Having her older brother Cole in the house should’ve been a comfort to her, but she’d barely spoken to him since the funeral. She couldn’t speak to anyone. He’d mostly left her alone, allowing her to grieve in her own way. Cole would leave plates of food outside her door which she’d occasionally pick at, but mostly it went untouched. Laura just wanted to sleep. When she was asleep, she forgot how horrible she felt.
But that day, Cole must’ve decided he’d had enough of her wallowing. With a loud knock on her door, Cole entered Laura’s room before she could tell him to go away.
“Come on. Get up,” Cole said, ripping open the curtains. The afternoon sun suddenly flooded the room, hurting Laura’s eyes. She pulled the covers up over her head.
“Cole, leave me alone please,” she mumbled.
“Laura, you can’t keep doing this,” he said. “You aren’t taking care of yourself. You need to shower, eat, go outside. You need to do something.” When Laura didn’t reply, Cole grabbed her comforter and yanked it out of her grasp and off the bed. Laura sat up angrily.
“Stop telling me how to deal with this!” She shouted. On some level, Laura realized his concern was very reasonable, but she wasn’t in the mood. She just wanted him to go away.
“You know this happened to me too, right?” Cole asked, crossing his arms. “And I’m managing to function without locking myself in my room.”
“Congratulations,” Laura said. “Now get the fuck out of my room.” Cole’s face switched from angry to exasperated. He sighed, walked over to the bed, and perched himself on the edge.
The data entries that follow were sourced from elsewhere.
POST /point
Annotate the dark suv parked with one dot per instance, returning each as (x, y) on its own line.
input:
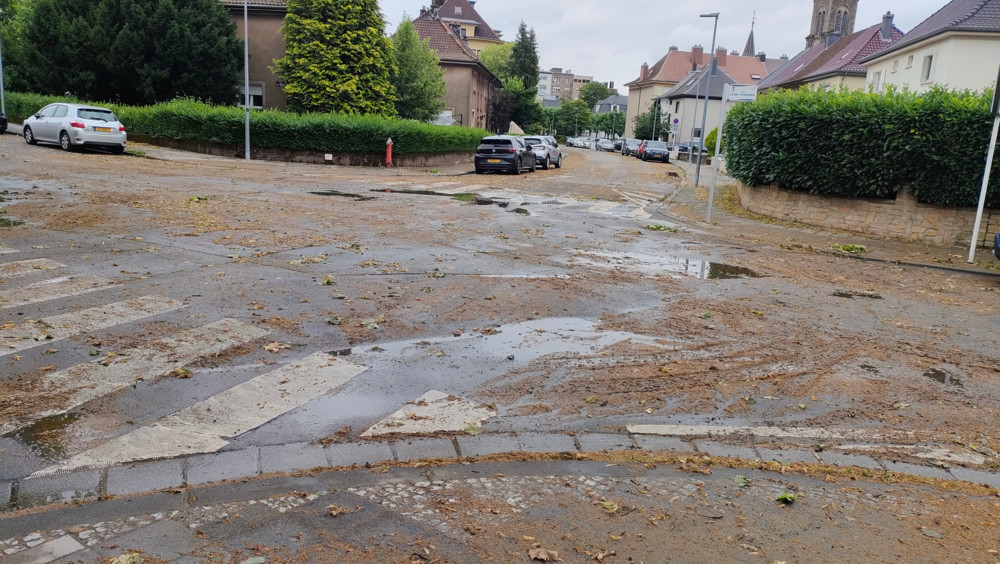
(504, 152)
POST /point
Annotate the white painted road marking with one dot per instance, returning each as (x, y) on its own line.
(22, 267)
(30, 334)
(53, 289)
(433, 412)
(204, 426)
(77, 385)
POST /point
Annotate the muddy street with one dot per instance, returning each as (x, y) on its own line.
(140, 292)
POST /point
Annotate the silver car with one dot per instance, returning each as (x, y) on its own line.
(545, 152)
(76, 125)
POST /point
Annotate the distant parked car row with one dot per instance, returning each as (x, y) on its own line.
(510, 153)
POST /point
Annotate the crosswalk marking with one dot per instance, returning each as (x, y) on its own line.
(75, 386)
(29, 334)
(22, 267)
(204, 426)
(433, 412)
(53, 289)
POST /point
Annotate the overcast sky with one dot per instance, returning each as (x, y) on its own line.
(610, 39)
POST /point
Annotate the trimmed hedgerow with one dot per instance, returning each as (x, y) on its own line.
(866, 145)
(188, 119)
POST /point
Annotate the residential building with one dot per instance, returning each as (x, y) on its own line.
(470, 85)
(677, 65)
(831, 17)
(957, 47)
(266, 45)
(613, 103)
(466, 21)
(837, 63)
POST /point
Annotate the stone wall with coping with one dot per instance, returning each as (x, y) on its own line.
(313, 157)
(902, 218)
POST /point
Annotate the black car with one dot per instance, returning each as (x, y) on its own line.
(504, 153)
(656, 151)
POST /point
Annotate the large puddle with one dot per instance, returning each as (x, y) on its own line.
(660, 265)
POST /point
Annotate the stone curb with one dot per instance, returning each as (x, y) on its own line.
(155, 475)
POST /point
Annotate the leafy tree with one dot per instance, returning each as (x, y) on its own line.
(524, 57)
(337, 58)
(497, 58)
(652, 124)
(573, 117)
(131, 51)
(611, 123)
(594, 92)
(419, 85)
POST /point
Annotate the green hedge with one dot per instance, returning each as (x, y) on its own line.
(866, 145)
(187, 119)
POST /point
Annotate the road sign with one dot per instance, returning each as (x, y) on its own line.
(743, 93)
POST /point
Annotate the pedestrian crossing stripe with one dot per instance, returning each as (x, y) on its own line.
(22, 267)
(30, 334)
(53, 289)
(205, 426)
(79, 384)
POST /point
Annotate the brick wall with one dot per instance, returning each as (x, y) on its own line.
(902, 218)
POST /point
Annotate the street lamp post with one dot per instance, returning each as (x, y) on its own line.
(246, 82)
(708, 93)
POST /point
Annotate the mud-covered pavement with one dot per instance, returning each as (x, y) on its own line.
(588, 299)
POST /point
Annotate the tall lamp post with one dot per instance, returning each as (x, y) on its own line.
(708, 93)
(246, 82)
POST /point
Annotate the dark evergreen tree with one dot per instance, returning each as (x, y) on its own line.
(337, 58)
(131, 51)
(419, 84)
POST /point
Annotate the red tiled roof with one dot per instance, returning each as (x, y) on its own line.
(449, 47)
(957, 15)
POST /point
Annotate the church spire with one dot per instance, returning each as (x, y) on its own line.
(750, 50)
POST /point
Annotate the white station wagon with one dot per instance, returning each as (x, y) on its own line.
(75, 125)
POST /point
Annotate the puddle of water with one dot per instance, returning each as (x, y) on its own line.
(943, 376)
(45, 436)
(649, 264)
(355, 197)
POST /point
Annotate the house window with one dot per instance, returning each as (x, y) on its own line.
(925, 73)
(256, 96)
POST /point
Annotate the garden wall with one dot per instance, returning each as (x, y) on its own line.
(902, 218)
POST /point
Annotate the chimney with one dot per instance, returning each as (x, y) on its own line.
(720, 56)
(697, 52)
(887, 26)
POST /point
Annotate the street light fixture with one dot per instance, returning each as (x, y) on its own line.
(708, 93)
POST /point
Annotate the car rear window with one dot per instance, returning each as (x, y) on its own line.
(100, 115)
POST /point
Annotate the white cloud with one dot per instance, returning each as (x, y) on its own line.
(610, 40)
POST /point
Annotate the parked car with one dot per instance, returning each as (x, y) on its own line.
(76, 125)
(630, 146)
(545, 152)
(656, 150)
(504, 153)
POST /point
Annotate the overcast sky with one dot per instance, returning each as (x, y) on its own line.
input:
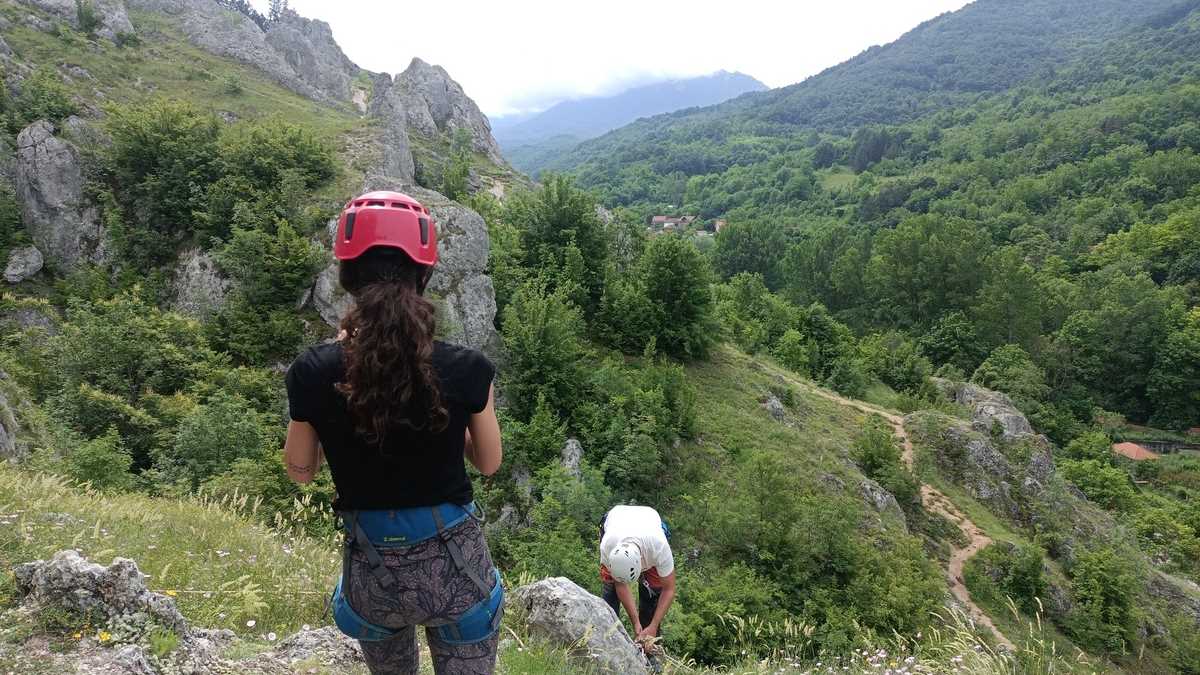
(522, 55)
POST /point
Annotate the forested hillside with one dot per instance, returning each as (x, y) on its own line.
(169, 168)
(1042, 195)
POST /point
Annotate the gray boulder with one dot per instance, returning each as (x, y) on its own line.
(199, 290)
(328, 297)
(23, 263)
(561, 611)
(231, 34)
(49, 181)
(112, 16)
(573, 457)
(991, 410)
(436, 103)
(460, 279)
(774, 407)
(117, 592)
(395, 162)
(881, 500)
(310, 48)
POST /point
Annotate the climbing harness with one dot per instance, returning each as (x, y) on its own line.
(371, 530)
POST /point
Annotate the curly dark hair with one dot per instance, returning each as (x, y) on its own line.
(389, 346)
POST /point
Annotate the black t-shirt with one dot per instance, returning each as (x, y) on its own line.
(415, 467)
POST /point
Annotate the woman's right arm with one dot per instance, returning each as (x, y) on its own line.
(483, 447)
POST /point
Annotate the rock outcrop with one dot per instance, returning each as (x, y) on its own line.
(310, 48)
(989, 410)
(117, 592)
(111, 15)
(199, 290)
(573, 458)
(23, 263)
(227, 33)
(460, 280)
(395, 162)
(881, 500)
(563, 613)
(436, 103)
(117, 595)
(49, 183)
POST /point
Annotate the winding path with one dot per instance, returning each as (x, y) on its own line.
(934, 501)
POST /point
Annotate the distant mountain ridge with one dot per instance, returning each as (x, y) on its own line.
(563, 125)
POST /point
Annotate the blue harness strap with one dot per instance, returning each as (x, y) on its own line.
(405, 527)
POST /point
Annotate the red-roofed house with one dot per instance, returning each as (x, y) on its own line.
(1133, 451)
“I don’t want to fight,” he said. “I’m worried about you. We used to talk all the time, Laura. We can talk about this, too.”
“I don’t want to talk to you!” Laura spat at him. “I hate you! Just get out!” She didn’t hate him. Not at all. But she’d rather scream and get him to go away than talk about her real feelings.
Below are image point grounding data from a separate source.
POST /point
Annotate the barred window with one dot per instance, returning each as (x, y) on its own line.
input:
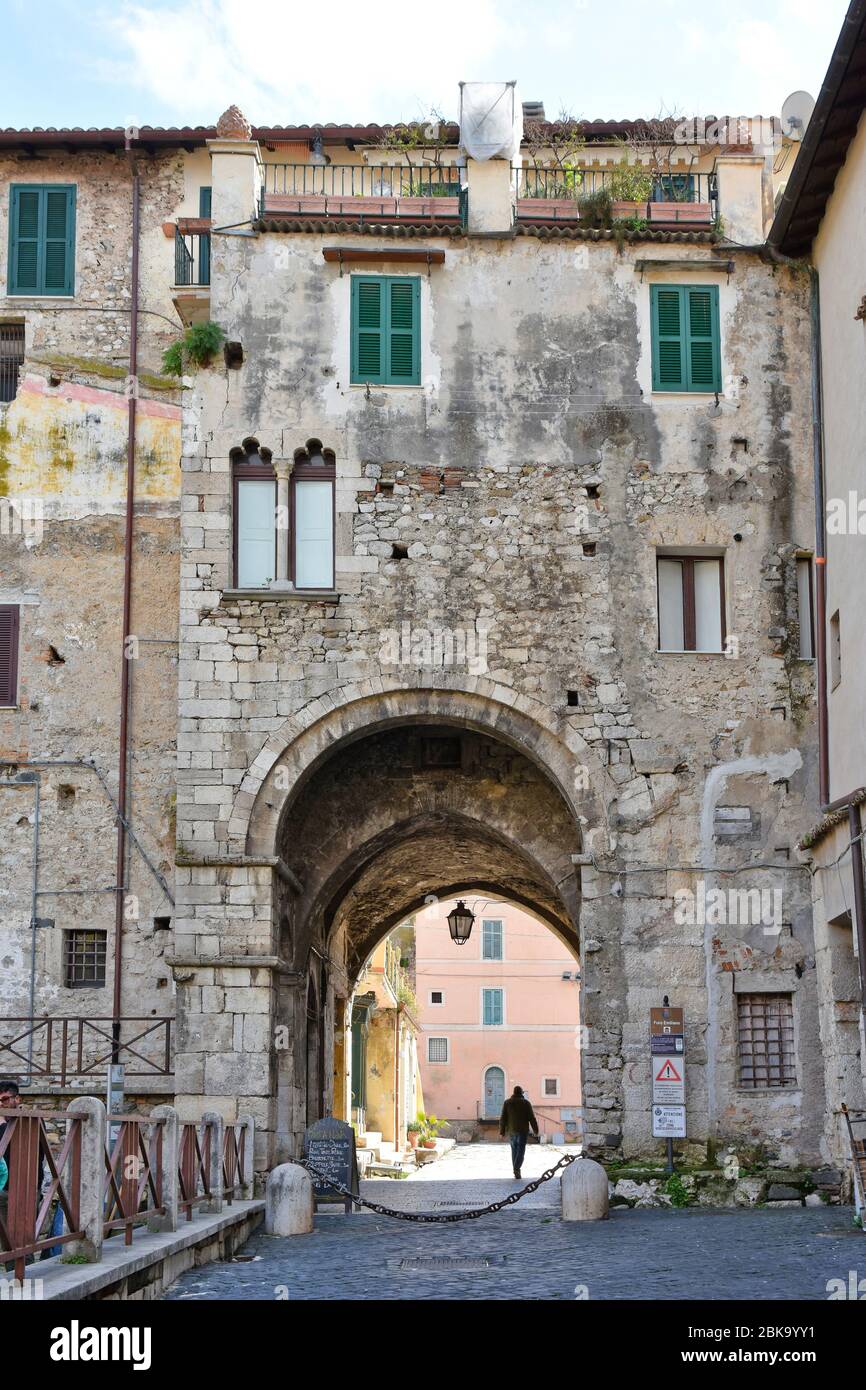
(766, 1040)
(11, 357)
(85, 959)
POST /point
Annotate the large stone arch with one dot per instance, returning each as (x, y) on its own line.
(293, 751)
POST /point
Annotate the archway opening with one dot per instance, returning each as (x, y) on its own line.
(378, 831)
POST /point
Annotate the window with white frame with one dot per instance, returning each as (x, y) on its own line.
(691, 603)
(296, 501)
(492, 1008)
(491, 938)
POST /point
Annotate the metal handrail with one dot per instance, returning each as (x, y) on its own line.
(385, 180)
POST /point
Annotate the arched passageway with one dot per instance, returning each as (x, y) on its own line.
(377, 827)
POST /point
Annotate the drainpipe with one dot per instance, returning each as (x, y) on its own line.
(859, 891)
(35, 781)
(820, 552)
(396, 1077)
(128, 531)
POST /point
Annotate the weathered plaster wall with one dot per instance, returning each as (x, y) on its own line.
(838, 259)
(535, 395)
(63, 464)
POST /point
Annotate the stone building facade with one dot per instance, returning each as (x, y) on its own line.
(820, 220)
(64, 424)
(476, 697)
(426, 655)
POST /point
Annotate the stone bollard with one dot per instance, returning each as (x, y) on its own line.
(584, 1191)
(92, 1179)
(288, 1201)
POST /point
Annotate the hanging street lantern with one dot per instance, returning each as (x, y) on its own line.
(460, 923)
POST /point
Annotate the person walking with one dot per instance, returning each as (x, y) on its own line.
(516, 1119)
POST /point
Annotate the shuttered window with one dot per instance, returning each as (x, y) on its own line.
(691, 603)
(685, 352)
(42, 239)
(9, 653)
(491, 938)
(385, 330)
(492, 1008)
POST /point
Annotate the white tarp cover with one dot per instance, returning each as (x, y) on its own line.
(491, 120)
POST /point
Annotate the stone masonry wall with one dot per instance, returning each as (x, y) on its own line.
(63, 446)
(530, 478)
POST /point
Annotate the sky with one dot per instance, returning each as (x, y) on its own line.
(299, 61)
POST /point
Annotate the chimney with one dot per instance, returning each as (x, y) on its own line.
(491, 131)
“Laura–” She didn’t let him finish. She reached out and gave him a hard shove. Cole was caught off-guard and he wobbled a bit, nearly falling off the bed, but he was still too big for Laura to overpower him.
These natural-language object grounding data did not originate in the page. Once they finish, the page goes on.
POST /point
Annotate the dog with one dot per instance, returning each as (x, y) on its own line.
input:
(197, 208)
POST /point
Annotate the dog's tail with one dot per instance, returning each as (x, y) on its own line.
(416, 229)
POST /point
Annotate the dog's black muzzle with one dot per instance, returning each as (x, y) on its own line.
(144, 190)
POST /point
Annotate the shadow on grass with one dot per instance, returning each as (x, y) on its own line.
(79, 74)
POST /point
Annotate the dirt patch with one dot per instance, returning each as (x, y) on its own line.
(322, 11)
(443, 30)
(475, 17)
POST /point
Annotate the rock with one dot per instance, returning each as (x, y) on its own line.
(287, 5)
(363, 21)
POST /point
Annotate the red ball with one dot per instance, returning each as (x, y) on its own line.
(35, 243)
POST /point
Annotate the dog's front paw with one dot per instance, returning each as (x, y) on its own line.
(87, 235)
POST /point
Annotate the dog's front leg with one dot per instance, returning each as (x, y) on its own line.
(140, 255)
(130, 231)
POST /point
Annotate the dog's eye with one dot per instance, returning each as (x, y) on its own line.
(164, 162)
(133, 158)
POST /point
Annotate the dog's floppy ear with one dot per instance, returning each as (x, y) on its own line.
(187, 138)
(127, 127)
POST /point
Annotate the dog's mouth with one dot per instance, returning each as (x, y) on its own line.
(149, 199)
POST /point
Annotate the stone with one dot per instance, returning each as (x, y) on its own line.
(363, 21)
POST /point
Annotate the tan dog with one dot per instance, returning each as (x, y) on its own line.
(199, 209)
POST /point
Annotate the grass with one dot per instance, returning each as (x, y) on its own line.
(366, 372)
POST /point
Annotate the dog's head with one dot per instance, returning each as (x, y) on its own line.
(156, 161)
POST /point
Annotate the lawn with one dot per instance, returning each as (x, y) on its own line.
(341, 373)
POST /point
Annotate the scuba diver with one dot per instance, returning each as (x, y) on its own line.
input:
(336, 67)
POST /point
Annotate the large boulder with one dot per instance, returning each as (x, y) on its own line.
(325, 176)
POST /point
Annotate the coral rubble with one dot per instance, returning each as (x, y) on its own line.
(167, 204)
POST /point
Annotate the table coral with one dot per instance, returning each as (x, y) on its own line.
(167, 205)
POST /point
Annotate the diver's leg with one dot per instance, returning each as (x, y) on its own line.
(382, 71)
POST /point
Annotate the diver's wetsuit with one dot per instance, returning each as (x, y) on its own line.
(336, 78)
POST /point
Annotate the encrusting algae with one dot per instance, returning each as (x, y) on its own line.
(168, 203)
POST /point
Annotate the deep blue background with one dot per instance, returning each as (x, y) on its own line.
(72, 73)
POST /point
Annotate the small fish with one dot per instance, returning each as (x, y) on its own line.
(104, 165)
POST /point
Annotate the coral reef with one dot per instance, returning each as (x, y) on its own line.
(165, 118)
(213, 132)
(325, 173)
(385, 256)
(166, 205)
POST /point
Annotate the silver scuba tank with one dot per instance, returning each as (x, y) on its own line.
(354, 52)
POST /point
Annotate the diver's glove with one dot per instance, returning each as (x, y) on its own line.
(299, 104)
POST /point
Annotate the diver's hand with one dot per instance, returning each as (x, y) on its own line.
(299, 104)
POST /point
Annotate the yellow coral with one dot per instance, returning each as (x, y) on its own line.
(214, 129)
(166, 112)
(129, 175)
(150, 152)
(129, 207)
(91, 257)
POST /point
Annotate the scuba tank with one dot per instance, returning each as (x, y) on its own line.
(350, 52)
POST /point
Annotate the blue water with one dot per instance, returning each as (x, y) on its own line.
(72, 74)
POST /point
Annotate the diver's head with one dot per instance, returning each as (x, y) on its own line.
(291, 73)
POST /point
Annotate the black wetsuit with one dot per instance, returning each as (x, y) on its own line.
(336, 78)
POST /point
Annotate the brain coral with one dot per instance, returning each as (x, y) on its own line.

“Seriously?” He asked. “You really want to treat me like this when I’m all you have left?” The horrible truth of that statement sunk in, and tears immediately filled Laura’s eyes. She’d been doing such a great job at holding it all in. But not anymore.
“You’re all I have left, and I hate it,” Laura wailed. The tears were streaming down her cheeks now. She started trying to shove him off the bed again. “Just get OUT!” Cole, anger in his eyes, grabbed both of her wrists and pushed Laura back down onto the bed. His strength startled her. He had her pinned down. She couldn’t move if she wanted to.
“Trust me, you’re no picnic either,” he hissed at her, bringing his face close to hers. Laura could see the tears forming in his eyes as well. “And I don’t know what the fuck we’re going to do without them.” He took a deep, steadying breath. “But we have to at least try and move on.” That sent Laura into another burst of hysterics, her breathing ragged as she struggled to take in air through all the sobbing.